Verona è uno scrigno d’arte: un luogo del cuore? «Verona Minor Hierusalem mi ha portato anche a riscoprire il legame con la città, rileggendola con occhi diversi, legati sia alla memoria, che alla riscoperta. In questo senso, cito qualche luogo che mi è entrato più nell’animo. In spazi chiusi, la sacrestia di Santa Maria In Organo, gioiello che trasforma lo spazio interno e lo dilata con le tarsìe di fra’ Giovanni (e dove, bambino, seguivo, intendendo poco, le spiegazioni e i gruppi di mio padre, guida turistica) e la basilica di San Lorenzo (che ha rubato il posto a San Zeno nel mio immaginario romanico); in spazi aperti, i viottoli e i passaggi che salgono al colle di San Pietro – primo, antico insediamento della città NdA – e che danno ancora l’idea di una Verona legata sia alla storia, che alla natura, che a scorci improvvisi. E ancora l’affaccio sull’Adige dagli spalti di Castelvecchio, entrando nel cortile e nel museo – credo che il recupero del fiume sia necessario al recupero dell’identità della città – e la vista sull’ansa con ponte Pietra e la chiesa di San Giorgio, all’altezza del Teatro Romano, che mi ha sempre fatto sentire a casa al ritorno da viaggi».

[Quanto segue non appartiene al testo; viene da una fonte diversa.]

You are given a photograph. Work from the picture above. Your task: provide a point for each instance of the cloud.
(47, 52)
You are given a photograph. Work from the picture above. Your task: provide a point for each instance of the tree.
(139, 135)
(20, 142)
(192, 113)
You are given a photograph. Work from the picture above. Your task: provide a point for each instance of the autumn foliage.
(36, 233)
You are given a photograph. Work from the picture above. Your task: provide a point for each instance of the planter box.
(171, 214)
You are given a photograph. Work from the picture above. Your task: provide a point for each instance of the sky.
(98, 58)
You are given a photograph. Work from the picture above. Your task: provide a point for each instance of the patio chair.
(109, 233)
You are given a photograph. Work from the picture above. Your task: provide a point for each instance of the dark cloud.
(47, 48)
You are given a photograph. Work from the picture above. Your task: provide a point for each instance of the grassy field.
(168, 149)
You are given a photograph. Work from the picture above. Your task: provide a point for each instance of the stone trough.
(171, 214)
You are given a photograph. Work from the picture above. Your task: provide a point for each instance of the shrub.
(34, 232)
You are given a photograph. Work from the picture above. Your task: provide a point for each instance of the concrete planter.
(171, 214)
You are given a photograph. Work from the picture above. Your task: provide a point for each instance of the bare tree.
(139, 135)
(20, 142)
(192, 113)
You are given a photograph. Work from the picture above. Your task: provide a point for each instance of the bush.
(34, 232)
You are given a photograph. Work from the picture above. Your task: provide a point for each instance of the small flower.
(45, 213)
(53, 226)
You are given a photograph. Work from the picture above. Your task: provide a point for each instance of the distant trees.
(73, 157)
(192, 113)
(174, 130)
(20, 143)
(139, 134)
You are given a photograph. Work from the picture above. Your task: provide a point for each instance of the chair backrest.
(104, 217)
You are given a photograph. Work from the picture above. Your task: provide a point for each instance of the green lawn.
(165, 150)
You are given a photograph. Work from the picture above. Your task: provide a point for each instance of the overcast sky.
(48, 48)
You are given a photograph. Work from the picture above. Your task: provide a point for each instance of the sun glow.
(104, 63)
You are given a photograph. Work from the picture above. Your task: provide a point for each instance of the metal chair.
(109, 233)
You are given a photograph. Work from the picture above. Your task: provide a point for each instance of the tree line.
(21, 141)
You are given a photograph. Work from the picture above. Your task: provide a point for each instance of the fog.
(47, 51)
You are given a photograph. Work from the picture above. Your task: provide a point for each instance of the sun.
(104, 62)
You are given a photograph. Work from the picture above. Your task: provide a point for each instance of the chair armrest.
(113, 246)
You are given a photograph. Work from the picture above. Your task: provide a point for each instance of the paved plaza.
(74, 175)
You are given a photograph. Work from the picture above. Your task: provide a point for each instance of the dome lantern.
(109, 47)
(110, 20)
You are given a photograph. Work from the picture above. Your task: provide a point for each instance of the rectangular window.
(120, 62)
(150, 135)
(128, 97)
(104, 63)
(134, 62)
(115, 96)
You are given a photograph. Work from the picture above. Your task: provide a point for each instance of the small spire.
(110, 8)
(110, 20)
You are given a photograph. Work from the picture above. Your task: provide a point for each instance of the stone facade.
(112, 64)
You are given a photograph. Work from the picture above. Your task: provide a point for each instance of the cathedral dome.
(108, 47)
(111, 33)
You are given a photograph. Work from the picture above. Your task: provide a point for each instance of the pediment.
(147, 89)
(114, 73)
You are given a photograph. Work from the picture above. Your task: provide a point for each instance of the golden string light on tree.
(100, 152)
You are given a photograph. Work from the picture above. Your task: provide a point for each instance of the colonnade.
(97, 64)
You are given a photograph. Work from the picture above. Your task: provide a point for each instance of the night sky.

La sede – Non poteva essere un ufficio qualunque, la sede della Fondazione, nonché infopoint: si tratta della chiesa di San Pietro martire, edificata sulle fondamenta della casa natale del santo, al secolo Pietro Rosini (1205-1252) e la cui prima pietra è datata 1656.
La Fondazione – Per volere della Diocesi, dal 16 gennaio 2019 al progetto è stata attribuita la forma giuridica di fondazione di diritto privato, con prospettiva di adeguamento alla riforma in essere del terzo settore. Ma come si sostiene? Il patrimonio è costituito da un fondo di dotazione iniziale conferito dalla Diocesi di Verona, eventuali lasciti, donazioni ed attività marginali ma commerciali e produttive. VMH: essenzialmente volontariato, che oggi (purtroppo) pare quasi unica formula vincente per far decollare e proseguire iniziative culturali e sociali. La rete intessuta dalla Fondazione è intelligente e concreta, per stimolare una mentalità ed una operatività comune a vantaggio di una città patrimonio Unesco, in un’Italia che – con la Cina – è il paese con il maggior numero di tali patrimoni, 55 beni nel 2019, con altri 41 candidati.
«Il progetto – conclude don Martino – è carico di suggestioni, di valori di cittadinanza responsabile con cui formare i nostri cittadini veronesi, i quali sono i primi interlocutori del progetto VMH, con lo scopo di regalarci un nuovo volto di città: la vision, la mission sono temerari… per questo ci piacciono!».